What the beetle left behind has frightened foresters and others familiar with the need for forest management for years now.

The U.S. Forest Service put out warnings to hikers in the backcountry to beware that they could be crushed at any moment by dead trees falling without warning.

The warnings were far from idle — there are millions of trees in Colorado affected by the pine beetle, the skeletons tottering on dead root systems until they finally crash to the forest floor.

On a somewhat lighter note, many business owners and residents of places such as Granby, Estes Park and other small towns now in the way of this fire — or the next one — got used to hearing compliments from visitors and newcomers about the beauty of those rusty, red pines that contrasted so attractively with the green pines nearby.

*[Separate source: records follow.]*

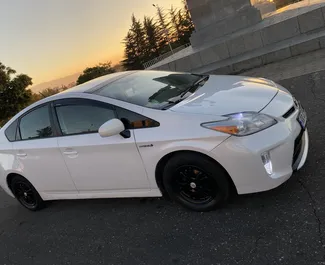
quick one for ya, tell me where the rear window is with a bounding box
[5,120,18,142]
[19,105,53,140]
[92,71,204,109]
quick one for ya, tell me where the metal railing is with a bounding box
[143,43,191,69]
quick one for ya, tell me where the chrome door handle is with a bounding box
[16,153,27,157]
[63,150,78,155]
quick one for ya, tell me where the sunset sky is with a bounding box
[0,0,183,87]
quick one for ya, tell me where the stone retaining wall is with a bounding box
[151,5,325,76]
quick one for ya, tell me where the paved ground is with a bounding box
[242,49,325,84]
[1,71,325,265]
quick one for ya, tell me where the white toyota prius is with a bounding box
[0,71,308,211]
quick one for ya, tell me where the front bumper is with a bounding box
[209,108,309,195]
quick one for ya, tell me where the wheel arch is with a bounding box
[6,172,25,192]
[6,173,40,196]
[154,150,238,197]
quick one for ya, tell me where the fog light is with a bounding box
[261,152,273,175]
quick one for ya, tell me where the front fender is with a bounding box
[137,137,230,189]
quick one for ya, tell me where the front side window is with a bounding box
[55,103,116,136]
[116,107,159,129]
[19,105,53,140]
[92,71,206,109]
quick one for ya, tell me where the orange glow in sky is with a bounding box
[0,0,183,86]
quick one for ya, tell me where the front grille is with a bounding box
[283,106,296,119]
[292,129,304,166]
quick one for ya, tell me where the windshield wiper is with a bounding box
[161,98,185,110]
[179,75,209,98]
[161,76,209,110]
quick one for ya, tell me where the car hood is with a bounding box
[170,75,279,116]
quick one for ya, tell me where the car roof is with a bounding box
[62,70,138,94]
[2,70,181,130]
[0,71,137,130]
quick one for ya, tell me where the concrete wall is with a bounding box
[187,0,262,48]
[153,6,325,75]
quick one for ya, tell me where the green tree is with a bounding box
[143,16,160,58]
[0,62,33,125]
[28,85,70,106]
[38,85,70,99]
[29,92,42,105]
[122,15,147,70]
[122,31,138,70]
[121,1,195,70]
[76,62,115,85]
[177,1,195,45]
[169,6,181,42]
[154,5,171,53]
[131,15,147,64]
[39,87,61,98]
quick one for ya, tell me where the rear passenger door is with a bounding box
[11,104,76,195]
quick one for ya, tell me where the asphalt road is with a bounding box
[1,71,325,265]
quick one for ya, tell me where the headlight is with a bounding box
[201,112,277,136]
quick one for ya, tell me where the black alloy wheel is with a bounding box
[10,176,45,211]
[163,153,230,212]
[172,165,219,205]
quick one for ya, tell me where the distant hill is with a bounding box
[30,72,80,93]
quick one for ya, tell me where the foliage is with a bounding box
[178,1,195,45]
[169,6,181,42]
[143,16,161,58]
[121,31,138,70]
[155,5,171,51]
[0,62,77,127]
[122,2,194,70]
[0,62,33,125]
[0,59,117,127]
[35,85,69,100]
[39,87,61,98]
[28,85,70,106]
[76,62,116,85]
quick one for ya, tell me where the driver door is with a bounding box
[53,98,149,193]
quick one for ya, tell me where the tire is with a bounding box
[162,153,230,212]
[10,176,46,211]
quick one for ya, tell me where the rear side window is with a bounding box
[116,107,160,129]
[55,104,116,136]
[19,105,53,140]
[5,120,18,141]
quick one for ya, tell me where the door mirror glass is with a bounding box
[99,119,125,138]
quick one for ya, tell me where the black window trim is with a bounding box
[15,103,58,142]
[52,98,160,137]
[5,98,160,142]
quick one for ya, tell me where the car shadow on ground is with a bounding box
[46,166,306,214]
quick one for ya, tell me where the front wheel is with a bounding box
[10,176,46,211]
[162,153,230,212]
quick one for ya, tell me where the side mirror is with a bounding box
[99,119,125,138]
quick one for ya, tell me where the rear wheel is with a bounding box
[162,153,230,212]
[10,176,46,211]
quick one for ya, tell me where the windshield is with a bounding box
[92,71,206,109]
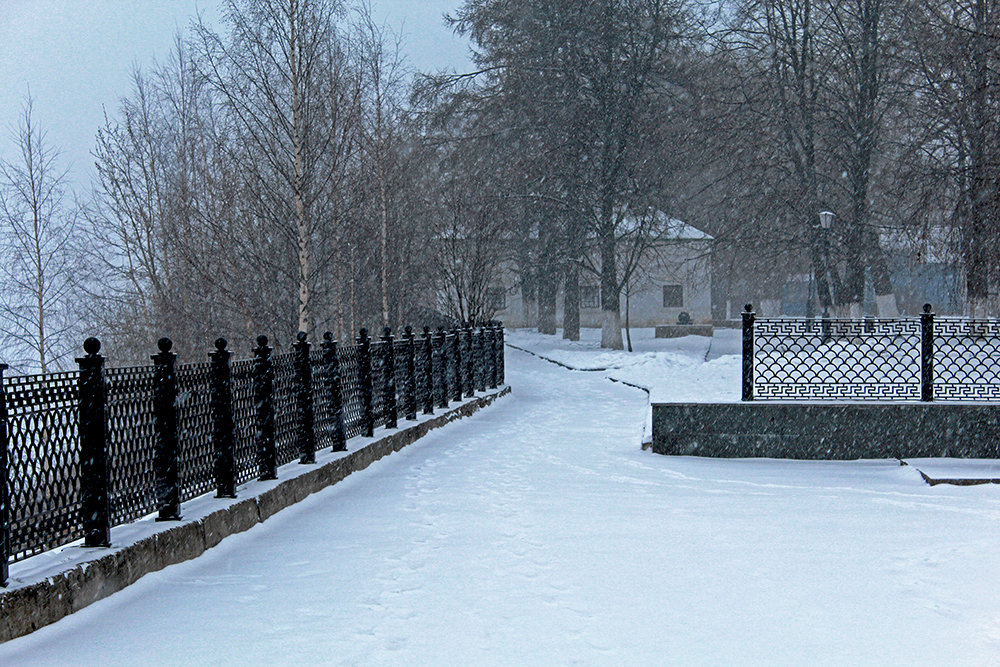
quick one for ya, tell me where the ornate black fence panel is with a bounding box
[105,366,157,525]
[744,304,1000,402]
[310,349,335,451]
[338,344,365,439]
[6,372,81,561]
[271,352,298,467]
[934,318,1000,401]
[393,338,410,423]
[752,317,921,401]
[1,323,506,580]
[175,362,215,502]
[230,359,258,485]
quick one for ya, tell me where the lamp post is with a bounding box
[818,211,835,317]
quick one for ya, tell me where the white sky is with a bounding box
[0,0,471,190]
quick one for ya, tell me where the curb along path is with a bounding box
[0,387,510,642]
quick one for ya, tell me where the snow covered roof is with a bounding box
[621,208,714,241]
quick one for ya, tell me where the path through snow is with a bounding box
[3,347,1000,664]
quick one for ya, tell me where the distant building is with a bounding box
[493,213,713,327]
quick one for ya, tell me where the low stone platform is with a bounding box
[655,324,714,338]
[652,401,1000,459]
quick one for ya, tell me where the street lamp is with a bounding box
[816,211,836,320]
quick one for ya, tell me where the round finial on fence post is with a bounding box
[256,334,268,348]
[383,326,392,339]
[405,325,413,337]
[744,304,753,313]
[83,337,101,356]
[323,331,333,343]
[923,303,933,313]
[215,338,228,351]
[157,337,173,353]
[298,331,308,342]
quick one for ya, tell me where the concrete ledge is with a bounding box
[655,324,713,338]
[0,386,511,642]
[652,401,1000,459]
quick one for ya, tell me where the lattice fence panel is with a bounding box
[753,318,922,400]
[370,341,387,424]
[310,350,336,451]
[339,344,364,439]
[271,352,298,466]
[414,336,431,410]
[394,339,411,420]
[106,365,157,524]
[231,358,258,485]
[934,318,1000,400]
[176,362,214,502]
[6,371,82,562]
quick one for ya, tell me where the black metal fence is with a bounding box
[741,303,1000,401]
[0,323,506,585]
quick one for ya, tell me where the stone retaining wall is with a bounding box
[652,401,1000,459]
[0,387,510,643]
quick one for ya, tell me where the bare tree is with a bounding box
[0,96,80,372]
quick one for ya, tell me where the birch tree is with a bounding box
[0,96,79,372]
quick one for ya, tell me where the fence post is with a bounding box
[741,305,755,402]
[921,303,935,402]
[437,327,449,409]
[404,326,417,421]
[487,324,498,389]
[478,326,488,391]
[452,327,463,401]
[152,337,182,521]
[210,338,236,498]
[821,308,831,344]
[465,324,475,397]
[253,335,277,480]
[0,363,9,586]
[358,328,374,437]
[294,331,316,464]
[321,332,347,452]
[422,326,434,415]
[78,337,110,547]
[381,327,397,429]
[497,322,505,385]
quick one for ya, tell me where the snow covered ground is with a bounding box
[4,333,1000,664]
[506,326,742,403]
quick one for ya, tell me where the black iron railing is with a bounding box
[0,323,506,584]
[741,303,1000,402]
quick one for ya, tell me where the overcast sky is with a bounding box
[0,0,471,189]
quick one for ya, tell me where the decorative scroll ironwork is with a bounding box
[175,362,215,502]
[933,318,1000,400]
[105,365,158,525]
[6,371,81,562]
[370,340,386,423]
[753,318,921,401]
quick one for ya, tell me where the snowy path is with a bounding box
[4,348,1000,664]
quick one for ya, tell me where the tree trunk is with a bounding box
[563,262,580,341]
[600,229,623,349]
[538,272,557,335]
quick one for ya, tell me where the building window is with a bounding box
[580,286,600,309]
[487,287,506,311]
[663,284,683,308]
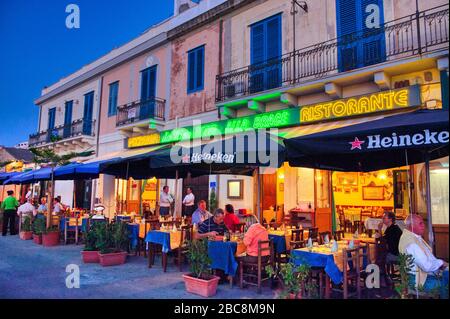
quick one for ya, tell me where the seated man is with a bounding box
[195,208,228,239]
[191,200,212,226]
[399,214,448,298]
[223,204,240,232]
[238,215,270,263]
[376,211,403,264]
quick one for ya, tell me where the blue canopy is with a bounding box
[285,109,449,172]
[0,172,21,185]
[54,160,119,180]
[3,170,36,185]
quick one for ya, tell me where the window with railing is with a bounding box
[215,5,449,102]
[116,98,166,127]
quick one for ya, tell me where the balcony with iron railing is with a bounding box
[116,97,166,127]
[215,5,449,103]
[29,119,96,148]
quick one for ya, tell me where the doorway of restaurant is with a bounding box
[74,179,92,210]
[393,170,410,215]
[182,175,209,211]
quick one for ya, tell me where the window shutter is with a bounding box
[196,47,204,89]
[251,23,265,65]
[188,50,196,92]
[266,15,281,60]
[337,0,358,36]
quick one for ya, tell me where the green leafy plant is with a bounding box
[186,239,212,279]
[395,253,415,299]
[266,256,314,299]
[44,225,59,234]
[209,188,217,212]
[21,216,32,232]
[32,218,46,235]
[95,222,129,254]
[83,223,100,251]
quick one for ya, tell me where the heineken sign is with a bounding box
[160,108,300,144]
[300,85,421,124]
[350,129,449,151]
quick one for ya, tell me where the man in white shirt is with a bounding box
[17,198,36,232]
[182,187,195,217]
[159,186,173,217]
[191,200,212,225]
[53,197,64,216]
[399,214,448,298]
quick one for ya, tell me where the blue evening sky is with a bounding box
[0,0,173,146]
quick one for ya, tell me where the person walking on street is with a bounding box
[1,190,19,236]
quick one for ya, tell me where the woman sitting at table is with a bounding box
[237,215,270,263]
[224,204,240,232]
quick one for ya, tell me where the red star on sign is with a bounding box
[182,154,190,163]
[349,137,365,150]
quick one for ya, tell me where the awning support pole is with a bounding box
[256,168,261,223]
[174,169,179,218]
[424,153,435,251]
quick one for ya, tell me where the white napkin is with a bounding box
[307,237,313,248]
[348,239,355,249]
[324,234,330,244]
[354,229,359,238]
[331,240,338,252]
[172,224,177,232]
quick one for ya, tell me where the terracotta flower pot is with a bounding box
[81,251,100,263]
[33,234,42,245]
[183,274,220,298]
[42,232,60,247]
[99,251,127,267]
[20,231,33,240]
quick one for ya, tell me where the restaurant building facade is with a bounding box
[29,0,449,259]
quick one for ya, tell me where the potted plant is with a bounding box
[19,216,33,240]
[97,222,129,267]
[395,253,415,299]
[32,217,46,244]
[42,225,60,247]
[266,257,313,299]
[81,223,100,263]
[182,239,220,297]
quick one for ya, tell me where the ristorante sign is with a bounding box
[300,85,421,124]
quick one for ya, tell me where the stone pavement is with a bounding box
[0,235,276,299]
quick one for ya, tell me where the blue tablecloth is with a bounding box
[291,246,369,285]
[127,223,139,249]
[145,231,172,253]
[208,241,238,276]
[59,218,88,233]
[269,234,287,254]
[291,249,343,285]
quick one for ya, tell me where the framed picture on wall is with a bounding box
[336,172,359,186]
[362,186,385,200]
[227,180,243,199]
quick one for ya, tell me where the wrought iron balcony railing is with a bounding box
[116,97,166,127]
[215,5,449,102]
[29,119,96,147]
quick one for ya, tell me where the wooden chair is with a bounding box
[172,224,193,272]
[353,220,363,234]
[137,219,159,257]
[239,239,274,294]
[340,244,371,299]
[333,230,344,241]
[338,210,352,233]
[63,217,82,245]
[290,229,305,249]
[308,227,319,243]
[319,231,332,245]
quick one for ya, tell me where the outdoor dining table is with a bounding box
[208,239,246,287]
[268,229,310,254]
[146,229,182,272]
[291,241,369,299]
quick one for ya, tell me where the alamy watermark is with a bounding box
[65,264,80,288]
[65,4,80,29]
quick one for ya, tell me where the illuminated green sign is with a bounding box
[160,108,300,144]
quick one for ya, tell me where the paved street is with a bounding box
[0,235,276,299]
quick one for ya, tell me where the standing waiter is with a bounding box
[182,187,195,217]
[1,190,19,236]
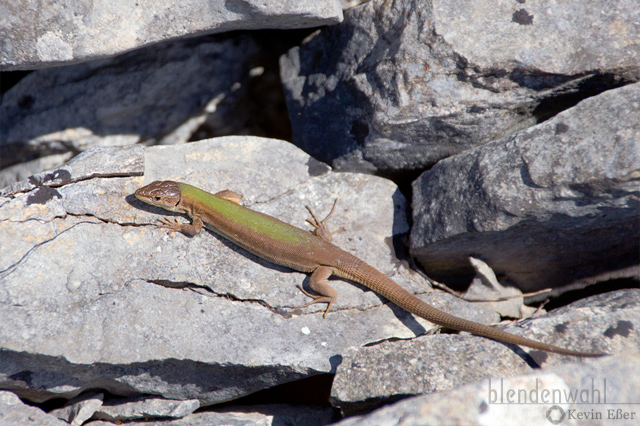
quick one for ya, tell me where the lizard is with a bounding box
[134,180,606,357]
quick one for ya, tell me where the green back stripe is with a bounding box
[179,183,313,246]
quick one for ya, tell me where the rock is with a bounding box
[88,404,336,426]
[0,391,69,426]
[1,145,144,197]
[340,0,369,9]
[0,153,77,192]
[93,396,199,421]
[49,392,103,425]
[331,289,639,416]
[462,257,533,319]
[0,1,635,423]
[1,33,275,187]
[1,0,343,70]
[410,82,640,291]
[432,0,640,74]
[280,0,640,174]
[333,352,640,426]
[1,136,488,406]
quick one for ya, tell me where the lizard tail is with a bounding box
[339,258,606,358]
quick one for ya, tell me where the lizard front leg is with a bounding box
[158,215,203,237]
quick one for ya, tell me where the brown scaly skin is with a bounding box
[135,180,607,358]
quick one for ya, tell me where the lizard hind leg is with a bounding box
[285,266,337,318]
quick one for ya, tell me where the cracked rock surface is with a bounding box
[2,0,639,424]
[4,138,635,426]
[1,137,498,406]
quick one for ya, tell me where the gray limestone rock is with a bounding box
[2,1,635,422]
[88,404,336,426]
[331,289,639,416]
[0,391,69,426]
[462,257,533,319]
[1,137,493,406]
[280,0,640,174]
[49,392,103,425]
[93,396,199,421]
[334,352,640,426]
[0,0,343,70]
[1,145,144,197]
[1,34,261,187]
[410,82,640,291]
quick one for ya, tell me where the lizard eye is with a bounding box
[154,196,162,201]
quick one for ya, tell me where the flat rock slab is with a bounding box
[411,82,640,291]
[331,289,640,415]
[93,396,199,421]
[1,0,343,70]
[1,145,144,197]
[334,352,640,426]
[0,136,498,406]
[89,404,337,426]
[432,0,640,74]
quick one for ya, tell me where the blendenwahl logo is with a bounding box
[488,378,606,405]
[487,377,638,424]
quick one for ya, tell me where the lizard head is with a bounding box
[135,180,182,211]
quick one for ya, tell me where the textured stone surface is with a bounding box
[281,0,640,174]
[89,405,337,426]
[335,352,640,426]
[1,1,637,420]
[411,83,640,291]
[0,391,69,426]
[1,145,144,197]
[1,34,262,187]
[432,0,640,74]
[331,289,639,415]
[0,0,343,70]
[49,392,103,425]
[1,137,496,406]
[462,257,534,319]
[93,396,199,421]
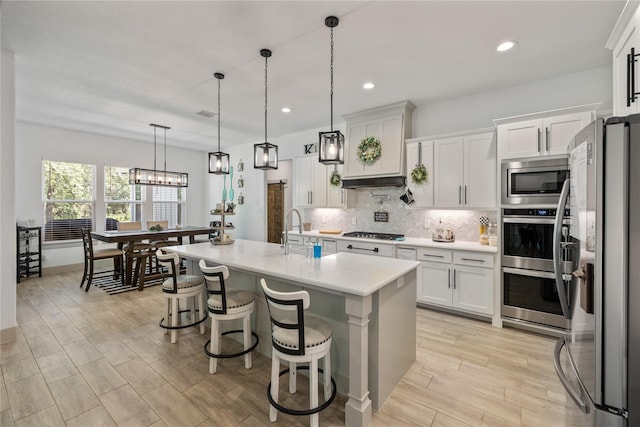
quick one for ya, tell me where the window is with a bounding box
[42,160,96,241]
[104,166,143,230]
[152,186,185,228]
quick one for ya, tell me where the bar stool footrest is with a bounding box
[267,366,337,416]
[204,330,259,359]
[159,309,207,330]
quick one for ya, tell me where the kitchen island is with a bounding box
[164,239,419,427]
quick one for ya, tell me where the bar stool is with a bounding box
[155,250,207,343]
[199,260,259,374]
[260,278,337,427]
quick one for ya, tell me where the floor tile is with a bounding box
[13,405,65,427]
[50,324,85,345]
[65,405,117,427]
[100,384,161,427]
[1,353,40,384]
[115,358,167,395]
[25,334,63,359]
[19,321,51,339]
[0,410,14,427]
[63,339,102,367]
[78,358,127,395]
[48,373,100,420]
[0,374,9,412]
[95,338,138,366]
[36,351,78,384]
[5,374,55,420]
[142,383,207,426]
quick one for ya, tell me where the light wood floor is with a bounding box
[1,271,579,426]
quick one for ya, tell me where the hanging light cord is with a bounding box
[153,125,157,171]
[330,24,334,132]
[163,127,167,174]
[217,76,221,151]
[264,53,268,143]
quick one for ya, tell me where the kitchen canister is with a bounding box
[479,216,489,245]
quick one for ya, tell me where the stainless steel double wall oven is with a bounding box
[501,157,570,329]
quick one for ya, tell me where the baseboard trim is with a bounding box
[0,326,17,344]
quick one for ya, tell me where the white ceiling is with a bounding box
[1,1,625,151]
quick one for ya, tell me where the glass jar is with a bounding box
[488,223,497,246]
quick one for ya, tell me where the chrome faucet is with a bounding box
[283,208,302,255]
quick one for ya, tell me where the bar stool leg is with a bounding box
[164,299,170,335]
[209,317,220,374]
[310,357,319,427]
[243,315,252,369]
[170,298,179,344]
[198,294,205,335]
[289,361,297,393]
[270,352,280,422]
[324,352,332,400]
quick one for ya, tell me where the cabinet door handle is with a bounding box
[310,191,313,205]
[460,257,485,263]
[341,189,344,205]
[629,50,633,107]
[448,268,451,289]
[631,47,638,106]
[458,186,462,204]
[464,185,467,205]
[423,254,445,259]
[453,269,456,290]
[545,127,550,152]
[537,128,541,153]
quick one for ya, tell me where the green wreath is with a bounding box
[357,136,382,165]
[329,169,341,187]
[411,164,428,185]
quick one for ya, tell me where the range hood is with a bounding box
[341,176,406,189]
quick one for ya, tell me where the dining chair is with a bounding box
[80,228,124,292]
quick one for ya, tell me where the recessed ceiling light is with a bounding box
[497,41,516,52]
[281,107,291,113]
[363,82,375,90]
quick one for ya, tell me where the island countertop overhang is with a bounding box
[163,239,420,297]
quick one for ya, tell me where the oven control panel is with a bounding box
[503,208,569,217]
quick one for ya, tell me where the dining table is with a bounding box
[90,225,212,289]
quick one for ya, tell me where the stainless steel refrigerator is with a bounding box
[552,115,640,426]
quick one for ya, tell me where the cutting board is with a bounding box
[319,229,342,234]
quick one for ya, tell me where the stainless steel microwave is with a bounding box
[501,157,569,205]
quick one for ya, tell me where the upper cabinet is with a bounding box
[495,106,596,161]
[405,139,434,208]
[343,101,415,179]
[293,156,352,208]
[608,2,640,116]
[433,131,496,209]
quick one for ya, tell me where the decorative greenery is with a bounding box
[411,164,428,185]
[329,169,341,187]
[149,224,163,231]
[357,136,382,165]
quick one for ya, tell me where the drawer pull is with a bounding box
[347,244,379,253]
[460,257,485,263]
[423,254,445,258]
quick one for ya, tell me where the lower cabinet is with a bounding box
[417,248,494,316]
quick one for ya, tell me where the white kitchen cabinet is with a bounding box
[405,139,434,208]
[433,131,496,208]
[326,164,348,208]
[343,101,415,179]
[417,248,494,316]
[320,237,338,255]
[497,111,593,160]
[337,239,395,258]
[293,155,327,207]
[609,2,640,116]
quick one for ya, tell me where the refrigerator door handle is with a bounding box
[553,336,589,413]
[553,178,571,318]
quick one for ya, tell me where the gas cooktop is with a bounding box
[342,231,405,241]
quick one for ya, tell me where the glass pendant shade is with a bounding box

Of course, those red branches were dead, and tinder dry, but new arrivals frequently failed to grasp the gravity of the threat those colors portended.

Those red pine needles fell eventually to earth, leaving behind spooky looking pine “skeletons,” or denuded trees shorn of their coverings.

Loggers and others recognized the fire threat posed by those red and skeleton-like trees and lobbied the U.S. Forest Service to take action.

Bound by environmental groups such as the Sierra Club — which opposes commercial logging on public lands — the Forest Service took little action to stymie the threat beyond approving some projects allowing loggers to cut down beetle-killed trees for a boutique “blue-stain” lumber market.

Seems the beetle’s predations leave behind a blue-tinged lumber prized in some quarters.

But the vast bulk of the beleaguered forest remained untouched by loggers’ chainsaws.

It’s true that lodgepole forests are regenerated by fire, but any effort to prompt new growth by the use of controlled burns and other management techniques have stalled.

It seems that this year’s spate of fires is just the thing the forests needed to begin regeneration.

The problem is, however, humans, their towns, roads and utilities are now in the way of the fires, which spewed out smoke that covered the state and left Coloradans again coughing and seeking filters from the soot.

Gov. Polis has seized on climate change change as the cause of the fires, but it’s a distraction.

Polis, whose bid for governor attracted $600,000 from the Sierra Club, isn’t about to call for more forest management, even in the face of greater climate threats.

That money speaks far more loudly than the paltry number of votes in quaint little touristy towns in the Second Congressional District that Polis once represented.

When Coloradans look for who is responsible for the fire-ravaged slopes of the Colorado Rockies and the grimy air that the fires left behind, they’d do well to follow the sooty footprints leading to offices of the Sierra Club and to that of the governor of Colorado, who up until now have blown smoke without having to breathe it back in.

Gary Harmon is a reporter and columnist who has covered environmental issues in Colorado for 30 years.